Why would anyone be looking for an agressive tank..... Jewled cichilids and maybe texas cichlid


----------



## charles (Apr 21, 2010)

or a single wolf fish


----------



## Keri (Aug 2, 2010)

Thanks all, he has joined the site and I have linked him this thread


----------



## Joey96 (Nov 29, 2010)

*55 gallon tank stocking idea!!*

hi,
i have a 55 gallon i want to turn into a tank
this is what i was planning on having

1 x Calvus (Altolamprologus Calvus)
1 x Fairy Cichlid (Neolamprologus Brichardi)
2 x Lemon Cichlid (Neolamprologus Leleupi)
3 x Brown Julie (Julidochromis Dickfeldi) - (1M, 3F)
6 x Black-finned Cichlid (Paracyprichromis Nigripinnis)
3 x Cuckoo Catfish (Synodontis Multipunctatus)

is that a good stock for a 55 gallon or too much ??


----------



## Joey96 (Nov 29, 2010)

*55 gallon tank stocking ideas*

hi,
i have a 55 gallon i want to turn into a tank
this is what i was planning on having

1 x Calvus (Altolamprologus Calvus)
1 x Fairy Cichlid (Neolamprologus Brichardi)
2 x Lemon Cichlid (Neolamprologus Leleupi)
3 x Brown Julie (Julidochromis Dickfeldi) - (1M, 3F)
6 x Black-finned Cichlid (Paracyprichromis Nigripinnis)
3 x Cuckoo Catfish (Synodontis Multipunctatus)

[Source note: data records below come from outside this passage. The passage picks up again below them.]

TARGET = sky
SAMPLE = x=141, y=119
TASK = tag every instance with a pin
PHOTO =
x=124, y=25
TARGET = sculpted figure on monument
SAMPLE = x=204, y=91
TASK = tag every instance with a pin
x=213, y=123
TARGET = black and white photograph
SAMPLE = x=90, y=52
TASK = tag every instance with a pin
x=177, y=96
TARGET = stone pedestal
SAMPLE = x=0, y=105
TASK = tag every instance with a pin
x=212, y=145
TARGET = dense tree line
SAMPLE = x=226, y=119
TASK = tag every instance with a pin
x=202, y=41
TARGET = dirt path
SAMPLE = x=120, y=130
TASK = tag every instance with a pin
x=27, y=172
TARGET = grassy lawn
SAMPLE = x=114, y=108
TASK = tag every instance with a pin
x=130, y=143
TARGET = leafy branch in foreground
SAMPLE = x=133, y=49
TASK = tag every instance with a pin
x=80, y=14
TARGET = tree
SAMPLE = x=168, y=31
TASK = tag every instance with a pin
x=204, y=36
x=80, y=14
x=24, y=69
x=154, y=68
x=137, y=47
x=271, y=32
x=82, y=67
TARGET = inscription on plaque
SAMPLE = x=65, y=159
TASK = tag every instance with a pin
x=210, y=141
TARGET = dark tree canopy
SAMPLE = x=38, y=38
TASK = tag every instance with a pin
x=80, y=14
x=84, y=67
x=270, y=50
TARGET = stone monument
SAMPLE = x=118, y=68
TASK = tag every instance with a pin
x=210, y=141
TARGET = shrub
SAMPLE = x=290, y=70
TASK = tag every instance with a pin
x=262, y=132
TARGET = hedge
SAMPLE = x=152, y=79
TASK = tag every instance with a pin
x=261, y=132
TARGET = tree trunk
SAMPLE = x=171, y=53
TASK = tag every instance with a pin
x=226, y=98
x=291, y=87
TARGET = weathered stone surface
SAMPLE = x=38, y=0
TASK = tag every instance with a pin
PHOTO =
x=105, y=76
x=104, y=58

is that a good stock for a 55 gallon or too much ??


----------



## Keri (Aug 2, 2010)

Joey96 said:


> hi,
> i have a 55 gallon i want to turn into a tank
> this is what i was planning on having
> 
> ...


That'd be him


----------



## taureandragon76 (Apr 21, 2010)

Joey96 said:


> hi,
> i have a 55 gallon i want to turn into a tank
> this is what i was planning on having
> 
> ...


It would be better to start your own thread on that.


----------



## Keri (Aug 2, 2010)

taureandragon76 said:


> It would be better to start your own thread on that.


yes, this is the person this thread was started for  but he is going to start a new one.


----------



## taureandragon76 (Apr 21, 2010)

Ok then I will close this thread to clean things up and make it easier


----------